Handelingen I 2018-2019, nr. 31, item 3 – blz. 15

De heer Rinnooy Kan: Voorzitter. Gerust is de D66-fractie ook niet op de ontwikkelingen in het mentale welzijn van studenten. Al te vaak wordt bericht over toenemende spanning en stress in de studentenpopulatie en niet valt uit te sluiten dat financiële zorgen daarbij een rol spelen. De cijfers rond vroege burn-out zijn ronduit verontrustend. Deelt de minister deze zorgen? De leden verwelkomen de zojuist verschenen RIVM-rapportage over dit onderwerp en de erop aansluitende toegezegde welzijnsnulmeting, maar denken nu al te weten dat een vervolg daarop weer onvermijdelijk zal zijn. Zij vragen de minister in dat vervolg speciaal aandacht te blijven schenken aan de mogelijke welzijnseffecten van de studiefinanciering en in het bijzonder aan de mogelijke effecten bij invoering van de voorliggende wet. Is zij er gerust op dat laatstgenoemde effecten verwaarloosbaar zullen zijn en zo ja, waarop baseert zij dat vertrouwen? Zou de voorlichting vooraf aan studenten over studieschuldeffecten ook niet beter kunnen en beter moeten? Zijn de voorzieningen, getroffen op universiteiten en hogescholen om studenten met psychologische problemen te begeleiden, naar het oordeel van de minister adequaat? Kan de Kamer erop vertrouwen van haar een spoedige reactie te ontvangen op de RIVM-rapportage, bij het opstellen waarvan de studentenorganisaties betrokken zullen worden?

(…)

Handelingen I 2018=2019, nr. 32, item 16 - blz. 14-15

Minister Van Engelshoven: Voorzitter.

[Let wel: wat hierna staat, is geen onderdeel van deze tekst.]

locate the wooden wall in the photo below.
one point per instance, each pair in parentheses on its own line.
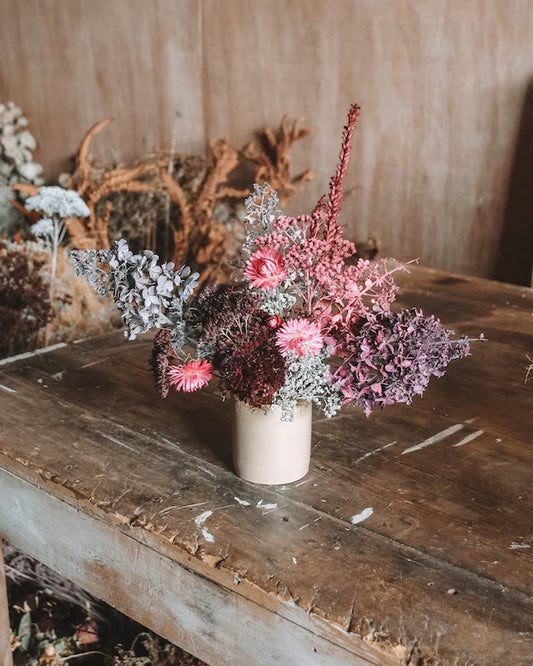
(442,85)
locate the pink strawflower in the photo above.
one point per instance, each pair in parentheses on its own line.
(190,376)
(274,321)
(300,336)
(265,269)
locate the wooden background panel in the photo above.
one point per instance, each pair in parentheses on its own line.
(70,63)
(441,85)
(437,170)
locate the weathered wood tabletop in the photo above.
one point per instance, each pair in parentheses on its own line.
(410,537)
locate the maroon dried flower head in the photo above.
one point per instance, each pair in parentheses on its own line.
(162,354)
(255,375)
(394,355)
(227,316)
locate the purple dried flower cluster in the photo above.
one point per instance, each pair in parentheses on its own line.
(392,357)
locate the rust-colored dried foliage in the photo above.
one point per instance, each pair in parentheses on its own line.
(197,201)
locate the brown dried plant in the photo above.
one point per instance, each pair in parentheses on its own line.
(94,185)
(203,215)
(272,158)
(199,238)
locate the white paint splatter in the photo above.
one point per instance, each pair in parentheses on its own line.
(207,535)
(262,505)
(359,517)
(88,365)
(435,438)
(470,437)
(200,520)
(372,453)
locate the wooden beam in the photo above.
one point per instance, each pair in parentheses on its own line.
(203,617)
(5,633)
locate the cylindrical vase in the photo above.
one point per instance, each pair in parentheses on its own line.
(268,450)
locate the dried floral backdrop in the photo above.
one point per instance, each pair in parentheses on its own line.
(188,208)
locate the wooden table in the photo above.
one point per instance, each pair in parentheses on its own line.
(410,537)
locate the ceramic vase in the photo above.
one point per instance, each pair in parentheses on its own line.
(268,450)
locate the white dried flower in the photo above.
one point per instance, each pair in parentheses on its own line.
(57,201)
(44,229)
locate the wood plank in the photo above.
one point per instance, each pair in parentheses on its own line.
(450,504)
(136,61)
(142,481)
(424,175)
(210,621)
(5,630)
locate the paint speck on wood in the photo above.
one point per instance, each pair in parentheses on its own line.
(359,517)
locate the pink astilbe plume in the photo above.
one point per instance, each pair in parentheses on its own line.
(336,193)
(333,291)
(190,376)
(265,269)
(299,336)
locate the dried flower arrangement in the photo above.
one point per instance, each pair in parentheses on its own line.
(302,323)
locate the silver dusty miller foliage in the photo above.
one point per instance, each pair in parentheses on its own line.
(261,211)
(147,293)
(308,380)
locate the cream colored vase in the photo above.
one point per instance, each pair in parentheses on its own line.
(268,450)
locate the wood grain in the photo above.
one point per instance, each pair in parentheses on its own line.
(447,480)
(5,633)
(440,166)
(214,623)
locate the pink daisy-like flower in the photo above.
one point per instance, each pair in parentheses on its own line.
(190,376)
(265,269)
(300,336)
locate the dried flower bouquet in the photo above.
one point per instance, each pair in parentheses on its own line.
(302,322)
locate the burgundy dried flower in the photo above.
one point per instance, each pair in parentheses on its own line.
(254,376)
(162,353)
(394,355)
(227,315)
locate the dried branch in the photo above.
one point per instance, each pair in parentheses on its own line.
(272,159)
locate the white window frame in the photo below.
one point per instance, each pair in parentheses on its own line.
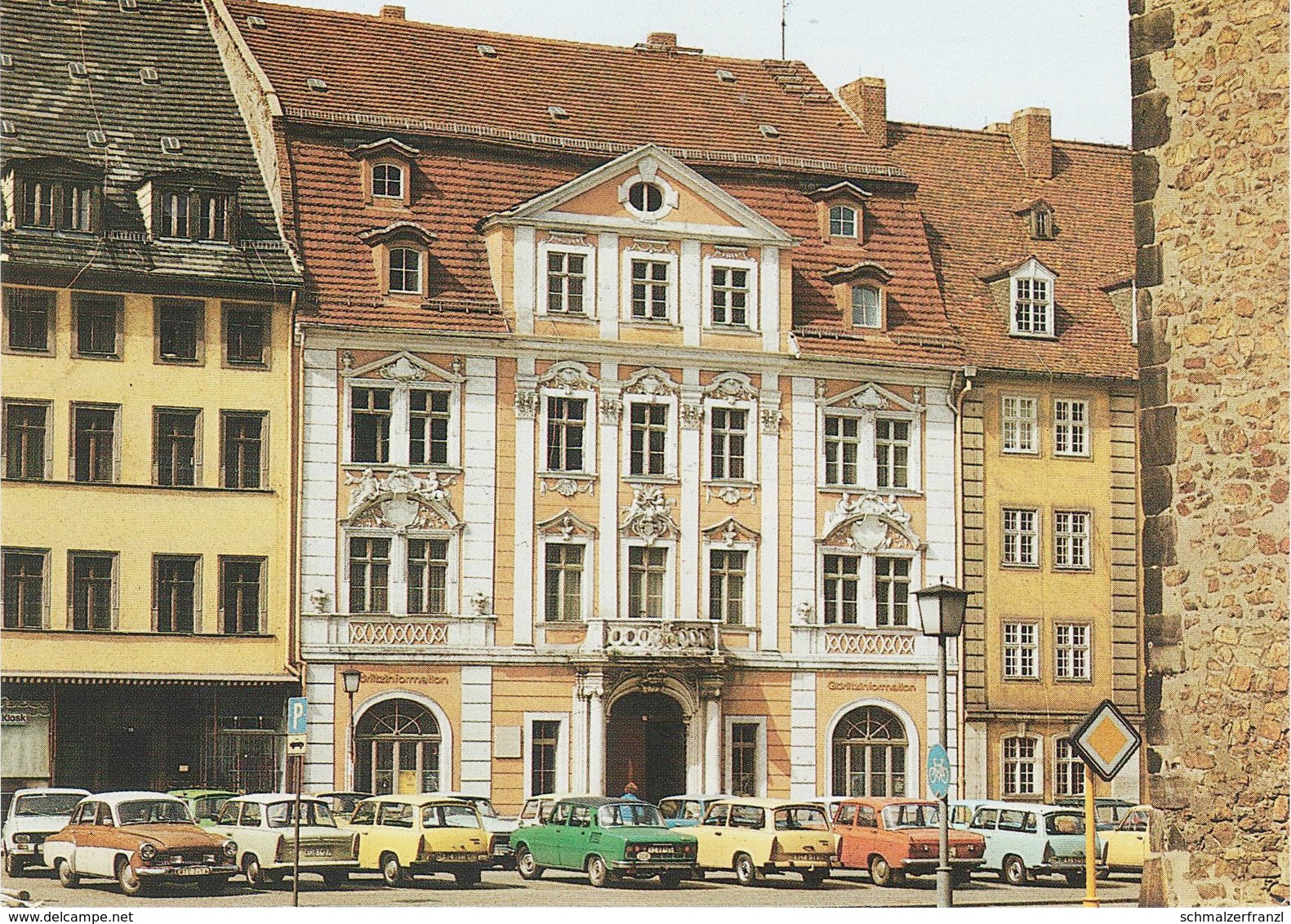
(760,748)
(1066,430)
(1019,646)
(1020,421)
(674,284)
(750,266)
(589,291)
(562,750)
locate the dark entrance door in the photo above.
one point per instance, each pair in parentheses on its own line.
(646,745)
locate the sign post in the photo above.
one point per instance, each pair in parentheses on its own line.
(1104,741)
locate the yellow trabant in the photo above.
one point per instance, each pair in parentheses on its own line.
(766,837)
(404,837)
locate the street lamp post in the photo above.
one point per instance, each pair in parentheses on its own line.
(350,679)
(942,612)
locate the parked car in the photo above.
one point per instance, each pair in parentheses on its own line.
(33,815)
(500,828)
(607,837)
(406,837)
(899,837)
(1026,841)
(1126,846)
(140,839)
(766,837)
(264,825)
(204,804)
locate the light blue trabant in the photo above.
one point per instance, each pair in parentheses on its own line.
(1026,841)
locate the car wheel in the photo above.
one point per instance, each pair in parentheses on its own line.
(127,877)
(1013,870)
(526,865)
(66,877)
(744,870)
(598,874)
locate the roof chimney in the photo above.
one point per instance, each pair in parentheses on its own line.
(1033,142)
(866,98)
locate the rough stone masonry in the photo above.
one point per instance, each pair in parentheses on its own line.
(1210,181)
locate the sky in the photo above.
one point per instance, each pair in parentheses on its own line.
(946,62)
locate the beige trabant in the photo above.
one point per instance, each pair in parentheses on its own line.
(766,837)
(408,835)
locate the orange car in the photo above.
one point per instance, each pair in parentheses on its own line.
(895,837)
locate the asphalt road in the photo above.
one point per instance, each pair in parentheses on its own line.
(847,890)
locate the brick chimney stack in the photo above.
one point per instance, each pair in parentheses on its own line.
(866,98)
(1033,142)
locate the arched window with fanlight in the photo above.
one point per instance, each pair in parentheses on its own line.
(870,750)
(397,749)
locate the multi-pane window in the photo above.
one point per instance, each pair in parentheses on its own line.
(1071,428)
(242,462)
(428,428)
(647,438)
(1019,424)
(93,443)
(92,589)
(1022,651)
(24,589)
(404,270)
(730,295)
(650,289)
(866,308)
(842,575)
(727,572)
(647,571)
(180,329)
(1032,306)
(1020,537)
(744,759)
(369,424)
(1072,652)
(1071,539)
(97,324)
(428,575)
(27,318)
(24,439)
(1022,766)
(567,422)
(567,283)
(176,446)
(842,221)
(728,438)
(246,335)
(240,595)
(563,581)
(175,593)
(1068,771)
(893,452)
(891,591)
(369,575)
(844,451)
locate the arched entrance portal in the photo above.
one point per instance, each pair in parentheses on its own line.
(646,744)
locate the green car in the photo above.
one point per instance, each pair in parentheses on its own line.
(204,804)
(608,839)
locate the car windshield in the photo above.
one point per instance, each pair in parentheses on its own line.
(280,815)
(1064,822)
(629,815)
(802,819)
(154,812)
(910,815)
(48,803)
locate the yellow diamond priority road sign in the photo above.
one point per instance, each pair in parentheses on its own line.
(1106,740)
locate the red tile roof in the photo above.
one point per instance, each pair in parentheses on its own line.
(971,189)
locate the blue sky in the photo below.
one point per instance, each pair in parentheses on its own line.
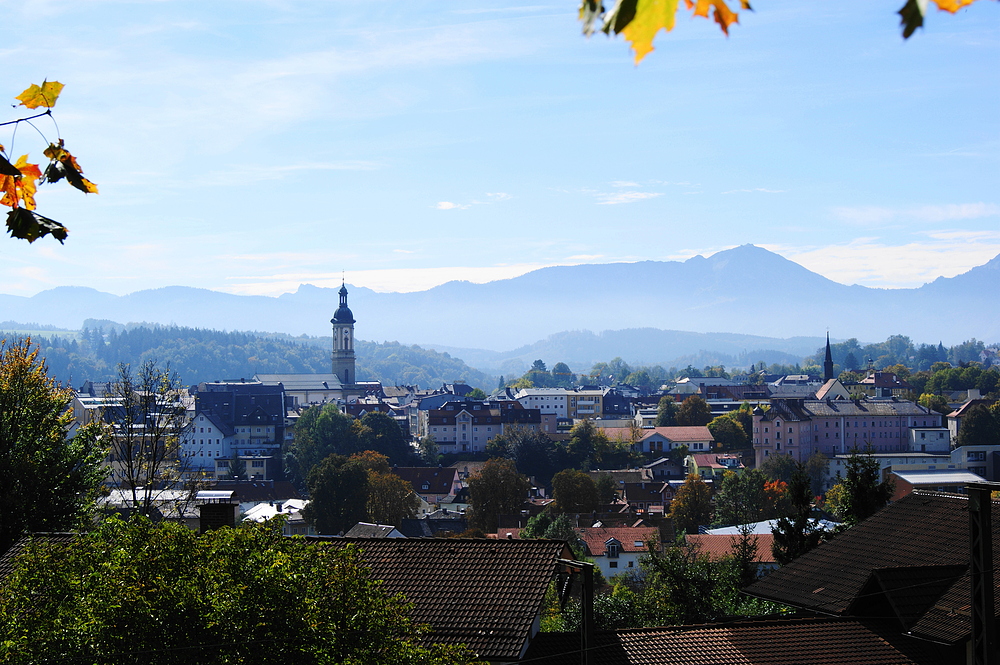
(251,146)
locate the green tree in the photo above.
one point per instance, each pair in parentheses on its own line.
(534,453)
(574,492)
(797,533)
(379,432)
(979,427)
(48,480)
(862,492)
(741,498)
(728,433)
(338,495)
(666,412)
(146,415)
(320,431)
(498,489)
(691,505)
(607,488)
(778,467)
(138,592)
(694,411)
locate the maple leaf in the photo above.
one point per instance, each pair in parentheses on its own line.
(31,226)
(44,95)
(20,189)
(64,165)
(651,16)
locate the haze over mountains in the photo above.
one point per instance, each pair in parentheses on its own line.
(748,292)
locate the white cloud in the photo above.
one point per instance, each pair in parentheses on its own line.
(626,197)
(756,189)
(875,263)
(874,215)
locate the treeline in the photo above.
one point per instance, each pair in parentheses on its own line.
(198,355)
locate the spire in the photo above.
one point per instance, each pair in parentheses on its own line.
(828,362)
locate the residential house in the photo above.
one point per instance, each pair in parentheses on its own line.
(905,572)
(470,426)
(434,485)
(712,465)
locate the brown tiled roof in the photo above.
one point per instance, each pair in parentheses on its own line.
(871,569)
(482,593)
(439,480)
(775,642)
(717,546)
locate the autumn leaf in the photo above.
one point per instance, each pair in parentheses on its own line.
(651,16)
(19,190)
(31,226)
(64,165)
(44,95)
(6,168)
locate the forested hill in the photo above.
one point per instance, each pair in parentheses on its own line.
(198,355)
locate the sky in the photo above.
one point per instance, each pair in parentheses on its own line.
(253,146)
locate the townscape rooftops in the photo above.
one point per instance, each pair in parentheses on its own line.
(482,593)
(923,529)
(771,642)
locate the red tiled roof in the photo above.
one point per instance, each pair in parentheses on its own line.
(775,642)
(482,593)
(717,546)
(438,480)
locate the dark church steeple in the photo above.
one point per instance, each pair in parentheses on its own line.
(343,340)
(828,362)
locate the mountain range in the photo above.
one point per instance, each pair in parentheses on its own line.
(759,299)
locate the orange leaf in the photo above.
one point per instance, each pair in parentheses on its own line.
(723,15)
(44,95)
(19,191)
(952,6)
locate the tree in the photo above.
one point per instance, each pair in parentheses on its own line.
(778,467)
(138,592)
(666,412)
(498,489)
(861,493)
(728,433)
(979,427)
(741,498)
(694,411)
(48,480)
(532,451)
(146,413)
(18,181)
(691,505)
(338,493)
(319,432)
(796,534)
(574,492)
(379,432)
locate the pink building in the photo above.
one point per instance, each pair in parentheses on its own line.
(800,427)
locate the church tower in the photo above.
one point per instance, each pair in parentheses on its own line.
(828,363)
(343,341)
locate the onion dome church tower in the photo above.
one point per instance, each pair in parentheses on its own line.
(343,341)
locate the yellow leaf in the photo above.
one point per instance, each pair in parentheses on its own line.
(651,16)
(19,191)
(952,6)
(45,95)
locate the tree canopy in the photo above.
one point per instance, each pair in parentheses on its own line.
(48,479)
(138,592)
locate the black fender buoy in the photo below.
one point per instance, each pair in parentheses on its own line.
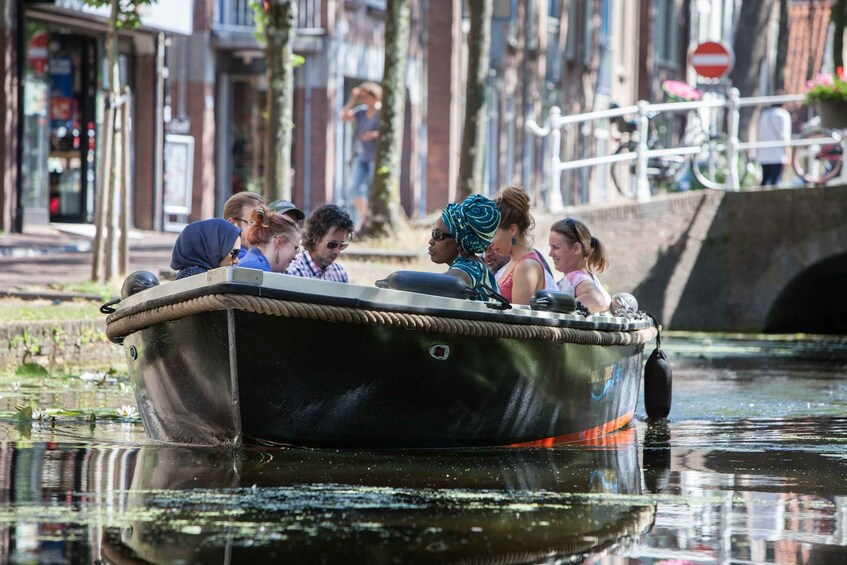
(138,281)
(658,381)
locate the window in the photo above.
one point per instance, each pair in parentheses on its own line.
(667,33)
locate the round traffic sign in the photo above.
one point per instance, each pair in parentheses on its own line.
(712,59)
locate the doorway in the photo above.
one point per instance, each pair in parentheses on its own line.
(72,80)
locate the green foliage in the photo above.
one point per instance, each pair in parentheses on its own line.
(827,88)
(260,18)
(129,11)
(31,370)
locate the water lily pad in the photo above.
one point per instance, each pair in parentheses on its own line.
(31,370)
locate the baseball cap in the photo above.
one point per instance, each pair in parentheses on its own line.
(284,206)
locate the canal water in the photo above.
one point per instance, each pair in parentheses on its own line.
(751,467)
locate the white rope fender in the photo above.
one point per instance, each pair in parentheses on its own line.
(118,327)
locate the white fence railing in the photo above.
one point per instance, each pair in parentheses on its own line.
(644,111)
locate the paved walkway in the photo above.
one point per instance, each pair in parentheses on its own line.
(36,263)
(61,253)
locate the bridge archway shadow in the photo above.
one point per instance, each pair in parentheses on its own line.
(812,301)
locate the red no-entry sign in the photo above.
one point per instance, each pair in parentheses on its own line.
(712,59)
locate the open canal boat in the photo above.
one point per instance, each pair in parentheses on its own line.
(244,356)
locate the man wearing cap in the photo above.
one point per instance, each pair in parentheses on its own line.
(325,235)
(288,208)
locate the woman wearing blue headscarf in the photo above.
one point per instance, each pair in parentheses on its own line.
(461,233)
(205,245)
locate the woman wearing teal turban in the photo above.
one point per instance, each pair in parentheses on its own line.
(464,231)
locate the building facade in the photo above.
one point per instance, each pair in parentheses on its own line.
(55,95)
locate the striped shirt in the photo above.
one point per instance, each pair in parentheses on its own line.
(303,266)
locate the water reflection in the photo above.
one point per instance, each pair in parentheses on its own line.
(163,504)
(750,468)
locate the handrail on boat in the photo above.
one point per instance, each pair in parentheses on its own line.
(118,327)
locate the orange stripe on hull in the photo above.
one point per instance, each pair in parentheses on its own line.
(594,436)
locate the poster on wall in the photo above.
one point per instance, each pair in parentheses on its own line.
(178,178)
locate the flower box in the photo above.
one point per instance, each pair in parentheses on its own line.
(833,114)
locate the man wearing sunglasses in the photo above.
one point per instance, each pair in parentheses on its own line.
(325,235)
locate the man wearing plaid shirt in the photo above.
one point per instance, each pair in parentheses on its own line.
(325,235)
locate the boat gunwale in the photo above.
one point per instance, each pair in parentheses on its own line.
(232,281)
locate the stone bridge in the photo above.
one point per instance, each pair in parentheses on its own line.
(764,260)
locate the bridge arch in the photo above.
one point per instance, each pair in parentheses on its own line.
(812,301)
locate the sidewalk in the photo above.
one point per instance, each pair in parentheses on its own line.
(71,238)
(39,262)
(43,256)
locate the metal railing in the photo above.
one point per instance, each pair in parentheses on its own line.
(239,14)
(645,111)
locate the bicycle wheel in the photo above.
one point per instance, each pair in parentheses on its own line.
(820,162)
(623,174)
(711,165)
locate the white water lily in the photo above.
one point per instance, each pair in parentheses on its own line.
(127,411)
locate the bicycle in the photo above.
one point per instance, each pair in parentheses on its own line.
(660,170)
(817,163)
(709,166)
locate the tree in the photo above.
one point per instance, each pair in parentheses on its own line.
(385,212)
(750,46)
(111,239)
(279,27)
(473,132)
(781,46)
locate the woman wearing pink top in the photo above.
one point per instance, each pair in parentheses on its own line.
(578,254)
(523,275)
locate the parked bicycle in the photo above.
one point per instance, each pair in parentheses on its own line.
(660,170)
(820,161)
(708,168)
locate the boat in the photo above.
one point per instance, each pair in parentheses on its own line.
(240,356)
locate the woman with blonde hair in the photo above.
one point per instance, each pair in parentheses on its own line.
(274,240)
(578,254)
(523,275)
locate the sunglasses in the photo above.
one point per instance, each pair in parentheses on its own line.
(296,247)
(438,235)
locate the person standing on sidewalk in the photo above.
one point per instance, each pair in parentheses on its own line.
(774,125)
(363,108)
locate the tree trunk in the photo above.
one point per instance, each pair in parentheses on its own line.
(104,264)
(839,15)
(123,243)
(473,132)
(781,47)
(279,33)
(750,46)
(384,212)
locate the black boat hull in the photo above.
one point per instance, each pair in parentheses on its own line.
(222,377)
(247,357)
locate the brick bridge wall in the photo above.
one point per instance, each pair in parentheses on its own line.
(714,260)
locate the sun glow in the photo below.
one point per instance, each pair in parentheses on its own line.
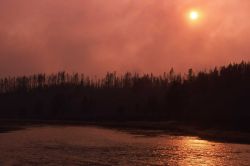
(194,15)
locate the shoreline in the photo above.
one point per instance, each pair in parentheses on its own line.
(144,128)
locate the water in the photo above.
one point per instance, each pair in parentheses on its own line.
(97,146)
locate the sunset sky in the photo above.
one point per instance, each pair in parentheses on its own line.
(96,36)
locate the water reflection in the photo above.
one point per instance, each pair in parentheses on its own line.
(95,146)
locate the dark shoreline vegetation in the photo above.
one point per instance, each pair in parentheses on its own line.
(217,98)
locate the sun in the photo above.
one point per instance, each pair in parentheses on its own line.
(194,15)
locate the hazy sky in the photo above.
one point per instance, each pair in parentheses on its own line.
(96,36)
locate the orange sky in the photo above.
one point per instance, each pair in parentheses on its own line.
(96,36)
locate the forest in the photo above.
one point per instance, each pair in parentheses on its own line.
(217,97)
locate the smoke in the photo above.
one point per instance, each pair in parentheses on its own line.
(97,36)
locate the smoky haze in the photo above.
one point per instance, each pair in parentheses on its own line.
(96,36)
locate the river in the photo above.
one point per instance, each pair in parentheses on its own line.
(86,145)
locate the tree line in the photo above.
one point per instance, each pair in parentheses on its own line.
(219,96)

Er waren ook verschillende vragen over de mentale druk onder studenten. Een aantal van u heeft mij ook gevraagd naar mijn visie op het recent verschenen RIVM-onderzoek. Dat verscheen afgelopen week. In dat RIVM-onderzoek zien we dat stress en prestatiedruk een rol spelen. In zekere mate horen die ook wel bij studeren: een zekere mate van druk hoort daar ook wel een beetje bij. Dat RIVM-onderzoek zegt dat het vooral gaat om de balans tussen de druk en de stress die je ervaart en de weerbaarheid die je daartegen hebt. Het RIVM-onderzoek zegt heel duidelijk dat er niet één factor is die zorgt voor stress en psychische klachten. Het gaat altijd om een stapeling van factoren. Ik had gehoopt dat het RIVM-onderzoek wat meer duidelijkheid zou geven over waar het precies aan ligt bij studenten, zodat we het konden aanpakken. Ik vond het onderzoek in dat opzicht een beetje teleurstellend. Een aantal van u zei dat ook. Ik had er meer van verwacht. Daarom zullen we een vervolgopdracht geven voor een grootschaliger kwantitatieve nulmeting over de psychische problematiek onder studenten. Bij dat onderzoek zullen we ook de studenten zelf betrekken.

(…)

Mevrouw Bikker (ChristenUnie): Dank dat de minister verdiepend onderzoek gaat uitvoeren. Tegelijk is dat razend lastig, want als je pas meet op het moment dat iemand een burn-out heeft, dan is hij helemaal aan het eind. Je wilt juist eerder weten wanneer die mentale druk is. Vraagt de minister ook om juist op dat punt tot instrumenten te komen om die druk meer in beeld te krijgen? Ik weet dat het razend ingewikkeld is, maar wil de minister ook daarnaar kijken, vraag ik via de voorzitter.

Minister Van Engelshoven: Ja voorzitter, daar willen we natuurlijk naar kijken. Liefst voorkom je natuurlijk dat er problemen ontstaan. We moeten dus juist op zoek naar de aangrijpingspunten om dit soort problemen bij studenten te voorkomen.

Mevrouw Nooren (PvdA): Aanvullend daarop. Ik schrik een beetje van het woord "kwantitatief onderzoek". Het eerste wat mensen met werkdruk en stress niet meer doen, is hun mail lezen en aan onderzoek meedoen. Dat adviseert ook de bedrijfsarts: stoppen met contacten die je regulier hebt. Dus er is kans op systematische uitval van degenen die het betreft. Ik wil de minister vragen om bij de opzet van het onderzoek niet alleen kwantitatief maar ook kwalitatief onderzoek te overwegen en nadrukkelijk rekening te houden met het leefpatroon van mensen die werkdruk ervaren.

Minister Van Engelshoven: Overigens doe ik dat kwantitatief onderzoek op nadrukkelijk verzoek van de Tweede Kamer. Een verzoek daartoe werd daar door de Partij van de Arbeid-fractie gesteund. Natuurlijk zullen wij ervoor zorgen dat we de groep goed in beeld hebben. We zullen deskundigen vragen om een goed onderzoek te doen en vragen of zij rekening willen houden met de specifieke vereisten van het kwantitatief bevragen van deze doelgroep.